Abstract 13042: Circulating Obesity Associated Pro-Fibrotic Protein as a Brown Adipokine Promotes Liver and Heart Fibrosis in Obese Nash Mice

Abstract

Introduction: Non-alcoholic steatohepatitis (NASH), driven by the obesity epidemic, has become the most common form of liver disease. Excessive calorie intake inflames visceral adipose tissue, and let this organ produce pro-inflammatory adipokines. Brown adipose tissue (BAT) is another type of fat pad equipped with the thermogenic capacity, and the role of BAT-derived adipokines (BATokines) in pathogenesis of NASH remains to be explored. Hypothesis: Various kinds of white adipokines are known in obesity. However, BATokines in pathogenesis of NASH still remain to be explored. Methods: To identify the function of obesity associated pro-fibrotic protein (OAFP), we generated a murine obese NASH model by imposing a high fat diet in C57BL6/NCr mice, and murine OAFP knockout (KO) model.

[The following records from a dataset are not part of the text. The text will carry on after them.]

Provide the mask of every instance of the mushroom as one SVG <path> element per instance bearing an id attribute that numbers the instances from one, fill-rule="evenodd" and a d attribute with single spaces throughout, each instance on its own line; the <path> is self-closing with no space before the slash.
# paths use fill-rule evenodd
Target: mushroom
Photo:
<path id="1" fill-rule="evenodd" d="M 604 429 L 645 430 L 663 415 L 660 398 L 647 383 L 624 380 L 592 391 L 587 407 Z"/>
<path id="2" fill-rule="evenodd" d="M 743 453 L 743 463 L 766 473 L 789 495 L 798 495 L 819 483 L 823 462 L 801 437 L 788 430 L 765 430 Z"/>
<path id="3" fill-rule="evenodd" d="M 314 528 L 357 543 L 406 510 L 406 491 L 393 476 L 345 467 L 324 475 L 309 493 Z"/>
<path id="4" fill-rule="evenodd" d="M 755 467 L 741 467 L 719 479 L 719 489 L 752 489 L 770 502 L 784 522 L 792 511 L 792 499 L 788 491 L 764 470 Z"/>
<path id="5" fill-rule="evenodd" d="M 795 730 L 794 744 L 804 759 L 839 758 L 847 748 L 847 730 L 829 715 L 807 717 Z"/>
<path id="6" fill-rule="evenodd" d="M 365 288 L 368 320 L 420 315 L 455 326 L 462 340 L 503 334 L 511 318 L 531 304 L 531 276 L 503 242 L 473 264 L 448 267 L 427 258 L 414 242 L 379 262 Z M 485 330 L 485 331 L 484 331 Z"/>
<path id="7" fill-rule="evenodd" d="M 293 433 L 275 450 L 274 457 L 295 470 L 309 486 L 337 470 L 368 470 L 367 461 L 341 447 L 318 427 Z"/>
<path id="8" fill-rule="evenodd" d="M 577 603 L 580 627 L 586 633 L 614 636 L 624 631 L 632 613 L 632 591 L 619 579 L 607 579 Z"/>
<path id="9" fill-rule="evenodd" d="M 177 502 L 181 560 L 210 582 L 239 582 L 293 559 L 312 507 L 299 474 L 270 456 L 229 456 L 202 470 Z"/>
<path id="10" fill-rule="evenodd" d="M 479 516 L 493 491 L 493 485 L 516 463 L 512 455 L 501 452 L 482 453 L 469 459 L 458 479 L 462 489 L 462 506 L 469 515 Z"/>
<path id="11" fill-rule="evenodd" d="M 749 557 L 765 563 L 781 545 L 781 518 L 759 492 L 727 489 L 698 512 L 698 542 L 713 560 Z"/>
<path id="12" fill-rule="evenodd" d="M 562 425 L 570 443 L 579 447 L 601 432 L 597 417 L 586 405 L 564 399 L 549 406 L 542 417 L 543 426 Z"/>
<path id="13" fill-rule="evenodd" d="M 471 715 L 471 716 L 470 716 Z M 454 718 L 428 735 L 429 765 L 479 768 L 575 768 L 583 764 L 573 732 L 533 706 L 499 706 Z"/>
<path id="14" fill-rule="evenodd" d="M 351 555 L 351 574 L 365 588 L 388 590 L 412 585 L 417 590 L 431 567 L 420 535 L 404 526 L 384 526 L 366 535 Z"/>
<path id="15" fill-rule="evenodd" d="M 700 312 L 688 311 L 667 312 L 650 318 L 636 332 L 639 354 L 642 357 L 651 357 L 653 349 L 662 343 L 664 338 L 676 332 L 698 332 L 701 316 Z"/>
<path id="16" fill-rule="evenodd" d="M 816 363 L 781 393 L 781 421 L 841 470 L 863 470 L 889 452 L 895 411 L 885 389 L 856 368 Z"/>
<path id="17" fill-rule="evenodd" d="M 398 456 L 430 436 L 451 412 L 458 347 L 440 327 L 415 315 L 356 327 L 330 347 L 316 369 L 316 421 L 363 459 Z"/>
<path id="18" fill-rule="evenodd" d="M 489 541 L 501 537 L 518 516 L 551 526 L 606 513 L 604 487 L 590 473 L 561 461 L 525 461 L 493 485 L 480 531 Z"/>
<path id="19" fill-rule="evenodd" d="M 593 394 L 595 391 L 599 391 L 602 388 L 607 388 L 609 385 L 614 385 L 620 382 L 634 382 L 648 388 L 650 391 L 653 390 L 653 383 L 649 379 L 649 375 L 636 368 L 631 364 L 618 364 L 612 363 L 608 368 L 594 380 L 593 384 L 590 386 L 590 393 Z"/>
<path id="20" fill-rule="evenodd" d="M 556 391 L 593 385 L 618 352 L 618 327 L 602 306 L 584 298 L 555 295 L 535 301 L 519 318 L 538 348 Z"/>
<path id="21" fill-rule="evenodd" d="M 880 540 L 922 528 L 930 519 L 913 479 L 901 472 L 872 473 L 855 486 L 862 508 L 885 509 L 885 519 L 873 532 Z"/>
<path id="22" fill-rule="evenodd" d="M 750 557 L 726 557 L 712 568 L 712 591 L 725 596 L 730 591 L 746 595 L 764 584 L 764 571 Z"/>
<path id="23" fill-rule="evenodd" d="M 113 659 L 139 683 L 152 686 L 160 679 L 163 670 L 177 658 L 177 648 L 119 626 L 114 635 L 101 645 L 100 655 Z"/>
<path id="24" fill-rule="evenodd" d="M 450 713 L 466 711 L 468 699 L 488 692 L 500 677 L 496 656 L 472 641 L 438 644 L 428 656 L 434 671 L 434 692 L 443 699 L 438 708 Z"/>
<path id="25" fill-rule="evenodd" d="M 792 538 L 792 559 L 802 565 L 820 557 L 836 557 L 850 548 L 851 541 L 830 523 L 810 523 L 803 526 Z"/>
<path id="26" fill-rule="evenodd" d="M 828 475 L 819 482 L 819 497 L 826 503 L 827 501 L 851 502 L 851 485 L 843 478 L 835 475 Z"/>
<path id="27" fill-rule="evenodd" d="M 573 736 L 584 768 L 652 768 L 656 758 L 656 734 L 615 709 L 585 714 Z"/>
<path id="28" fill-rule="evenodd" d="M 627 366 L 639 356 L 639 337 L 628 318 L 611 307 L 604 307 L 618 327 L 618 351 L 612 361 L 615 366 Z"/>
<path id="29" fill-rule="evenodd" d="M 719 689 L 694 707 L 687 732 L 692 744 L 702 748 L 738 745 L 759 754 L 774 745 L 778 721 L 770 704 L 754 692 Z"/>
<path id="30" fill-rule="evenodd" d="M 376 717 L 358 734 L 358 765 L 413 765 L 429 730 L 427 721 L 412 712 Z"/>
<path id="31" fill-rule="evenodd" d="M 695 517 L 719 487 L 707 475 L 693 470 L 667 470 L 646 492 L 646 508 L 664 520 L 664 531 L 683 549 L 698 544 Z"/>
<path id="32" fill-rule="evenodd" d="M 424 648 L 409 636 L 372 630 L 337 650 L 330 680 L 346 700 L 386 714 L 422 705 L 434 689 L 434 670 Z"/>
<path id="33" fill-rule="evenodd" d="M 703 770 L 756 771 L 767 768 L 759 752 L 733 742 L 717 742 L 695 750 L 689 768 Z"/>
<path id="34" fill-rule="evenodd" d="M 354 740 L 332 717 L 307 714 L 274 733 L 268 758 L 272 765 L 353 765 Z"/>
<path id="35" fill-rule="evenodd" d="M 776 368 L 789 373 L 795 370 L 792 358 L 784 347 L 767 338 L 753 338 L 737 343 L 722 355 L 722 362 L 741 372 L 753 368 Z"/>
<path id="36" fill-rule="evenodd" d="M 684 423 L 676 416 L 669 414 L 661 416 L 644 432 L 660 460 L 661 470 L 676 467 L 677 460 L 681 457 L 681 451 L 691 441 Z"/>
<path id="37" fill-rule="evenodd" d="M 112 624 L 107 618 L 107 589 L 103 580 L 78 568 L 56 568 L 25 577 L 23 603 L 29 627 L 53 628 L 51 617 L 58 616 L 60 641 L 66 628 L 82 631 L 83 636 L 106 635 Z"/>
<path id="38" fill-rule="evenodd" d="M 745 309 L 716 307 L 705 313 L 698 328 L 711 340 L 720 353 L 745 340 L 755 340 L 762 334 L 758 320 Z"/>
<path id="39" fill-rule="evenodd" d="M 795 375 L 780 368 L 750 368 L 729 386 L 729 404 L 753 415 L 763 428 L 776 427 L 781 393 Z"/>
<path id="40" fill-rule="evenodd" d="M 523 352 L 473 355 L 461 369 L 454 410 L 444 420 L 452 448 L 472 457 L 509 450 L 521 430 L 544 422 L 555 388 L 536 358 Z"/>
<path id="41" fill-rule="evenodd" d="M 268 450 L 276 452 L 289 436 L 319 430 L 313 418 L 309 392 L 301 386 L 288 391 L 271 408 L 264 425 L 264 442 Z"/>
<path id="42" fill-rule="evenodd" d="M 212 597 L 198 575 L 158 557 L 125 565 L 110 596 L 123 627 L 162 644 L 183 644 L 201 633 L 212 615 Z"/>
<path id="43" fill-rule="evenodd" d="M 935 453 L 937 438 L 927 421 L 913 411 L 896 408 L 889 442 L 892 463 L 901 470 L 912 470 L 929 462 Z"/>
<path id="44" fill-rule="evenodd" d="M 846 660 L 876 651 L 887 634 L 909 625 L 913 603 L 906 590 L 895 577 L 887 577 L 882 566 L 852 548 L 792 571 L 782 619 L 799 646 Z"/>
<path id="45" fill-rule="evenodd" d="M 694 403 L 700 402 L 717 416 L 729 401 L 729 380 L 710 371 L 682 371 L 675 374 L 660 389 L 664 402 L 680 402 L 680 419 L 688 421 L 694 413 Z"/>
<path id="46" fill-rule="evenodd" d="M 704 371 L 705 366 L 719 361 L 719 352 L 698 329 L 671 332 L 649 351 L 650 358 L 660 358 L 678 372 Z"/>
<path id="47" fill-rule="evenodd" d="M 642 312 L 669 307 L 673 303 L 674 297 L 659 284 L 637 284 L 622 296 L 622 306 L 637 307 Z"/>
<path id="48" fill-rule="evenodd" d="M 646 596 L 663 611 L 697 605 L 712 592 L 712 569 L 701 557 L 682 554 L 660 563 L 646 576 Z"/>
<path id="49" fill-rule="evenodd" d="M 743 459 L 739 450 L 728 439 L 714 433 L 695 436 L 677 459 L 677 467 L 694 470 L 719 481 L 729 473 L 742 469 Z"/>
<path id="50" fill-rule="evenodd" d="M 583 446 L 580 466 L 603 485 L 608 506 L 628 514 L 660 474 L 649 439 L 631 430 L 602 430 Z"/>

We also conducted functional in vitro studies with differentiated brown adipocytes. Results: Here we identified a secreted type pro-fibrotic protein OAFP, as one of the BATokines contributing for the promotion of liver fibrosis in a murine NASH model. We also found that OAFP increased in circulation of human NASH patients. Genetic models with OAFP suppression ameliorated liver fibrosis, in contrast, OAFP gain of function model enhanced this in our NASH model. In addition, we found that cardiac fibrosis also developed in the NASH model, and this was ameliorated in OAFP-KO model, indicating the pathogenic role of OAFP in heart failure with preserved ejection fraction (HFpEF). Our biobank studies also showed OAFP increased in HFpEF patients. We also found ER stress-mediated signaling enhanced the production of this BATokine. Conclusions: Our results testing mice models, and human studies indicate suppression of OAFP becomes therapies for HFpEF and NASH.